Bauer already have complimentary rock orientated brands such as Q, Kerrang! and Planet Rock, the latter which recently launched on FM in the West Midlands.
So what could Bauer do with it's new acquisition? In the press statement from Bauer and One Golden Square, the brand is staying, yet that doesn't mean it'll stay in it's present form. Bauer cut costs from the then digital only Planet Rock on-air by axing live shows from 7pm and airing repeats of weekend specialist shows. It's almost certain the station will move from One Golden Square to Bauer's hub a few minutes walk away to share with Kiss, Magic 105.4 and Planet Rock.
I believe that for Planet Rock to increase it's share in the London area, it'll need to replace Absolute Radio on 105.8 FM. An FM presence in London, the most competitive market in the country is important for national advertisers to hear what the brand is about.
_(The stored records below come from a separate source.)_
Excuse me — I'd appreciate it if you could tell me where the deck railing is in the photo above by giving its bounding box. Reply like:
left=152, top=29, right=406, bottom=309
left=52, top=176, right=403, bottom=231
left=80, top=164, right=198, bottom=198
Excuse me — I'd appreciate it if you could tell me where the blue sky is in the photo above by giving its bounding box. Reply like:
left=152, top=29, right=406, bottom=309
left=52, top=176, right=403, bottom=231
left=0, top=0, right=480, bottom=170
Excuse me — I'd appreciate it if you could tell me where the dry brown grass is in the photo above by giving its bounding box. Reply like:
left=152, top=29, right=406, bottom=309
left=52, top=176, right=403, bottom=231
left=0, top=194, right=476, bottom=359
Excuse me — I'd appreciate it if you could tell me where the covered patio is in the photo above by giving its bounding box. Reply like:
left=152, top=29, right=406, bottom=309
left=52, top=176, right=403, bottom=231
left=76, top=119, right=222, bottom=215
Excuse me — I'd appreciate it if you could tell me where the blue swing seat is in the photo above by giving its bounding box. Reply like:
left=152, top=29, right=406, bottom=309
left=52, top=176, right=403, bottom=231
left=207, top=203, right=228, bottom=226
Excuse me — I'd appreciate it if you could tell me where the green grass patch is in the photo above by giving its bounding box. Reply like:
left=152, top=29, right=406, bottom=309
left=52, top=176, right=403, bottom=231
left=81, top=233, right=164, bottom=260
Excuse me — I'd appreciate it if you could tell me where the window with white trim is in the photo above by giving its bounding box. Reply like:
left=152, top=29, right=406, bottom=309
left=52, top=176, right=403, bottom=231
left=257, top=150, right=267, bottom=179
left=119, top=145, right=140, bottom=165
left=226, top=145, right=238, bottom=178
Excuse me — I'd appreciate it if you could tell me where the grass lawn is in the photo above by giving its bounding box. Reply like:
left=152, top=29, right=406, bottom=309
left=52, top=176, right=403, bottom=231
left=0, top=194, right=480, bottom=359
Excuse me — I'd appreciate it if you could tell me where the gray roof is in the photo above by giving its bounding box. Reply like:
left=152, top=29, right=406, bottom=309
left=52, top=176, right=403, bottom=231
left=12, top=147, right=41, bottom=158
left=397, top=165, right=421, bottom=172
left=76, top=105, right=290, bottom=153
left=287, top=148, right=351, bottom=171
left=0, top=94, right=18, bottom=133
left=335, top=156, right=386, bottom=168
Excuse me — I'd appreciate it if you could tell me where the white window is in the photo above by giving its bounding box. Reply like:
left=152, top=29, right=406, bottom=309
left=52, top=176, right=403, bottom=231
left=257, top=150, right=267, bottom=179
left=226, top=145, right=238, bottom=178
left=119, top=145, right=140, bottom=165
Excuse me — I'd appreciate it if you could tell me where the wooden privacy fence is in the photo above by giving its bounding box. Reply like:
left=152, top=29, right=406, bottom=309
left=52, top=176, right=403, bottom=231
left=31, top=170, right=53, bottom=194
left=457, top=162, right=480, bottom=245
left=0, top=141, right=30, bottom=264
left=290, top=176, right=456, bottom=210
This is why Smooth Radio despite having little or no regional output still uses 102.2 despite having a flagging share in the capital. This is a high risk strategy as Absolute has taken five years to gain some form of a presence after rebranding from Virgin Radio in that market.
Absolute has a higher share of listeners over Virgin Radio, however the latter only had two digital spin off stations which you could only hear in the London area. Absolute has invested heavily in DAB and satellite transmission for it's seven digital spin-offs across the country with the 80s and 90s stations on the national Digital One multiplex.
So considering Bauer are committed to Absolute, this 'could' happen.
London FM: Planet Rock replaces Absolute to provide a regional FM network for London and the West Midlands. In London this provides a new format for the capital.
1215 AM: Stays as Absolute Radio. My own personal opinion is to replace it with PR, but I doubt it'd raise share in the likes of Liverpool, Glasgow and Edinburgh even if had classic rock on it instead. Those who listen to PR there already use DAB.
Digital One DAB: Absolute Radio and 80s stay, although the latter is rebranded under one of Bauer's brands which can skew the playlist away from rock to AC which will enable the 80s station to reach it's full potential without the stigma of trying to be uber cool too. 90s is axed.
Local DAB multiplex relays of the decades stations: All axed. With the exception of Classic Rock, the 60s, 70s and 00s stations have very little reach. These could be sold to OXIS Media for their expansion of Jack FM.
I really hope as many staff from Absolute are kept on as possible. Despite the Islington skewed nonsense from management which I felt dogged their five years on-air, those with a real passion for radio not just on-air have an affinity for a station which has had an interesting history over the last twenty years.
The 'real' music era nonsense and cheap publicity stunts such as banning Cliff Richard are coming to an end.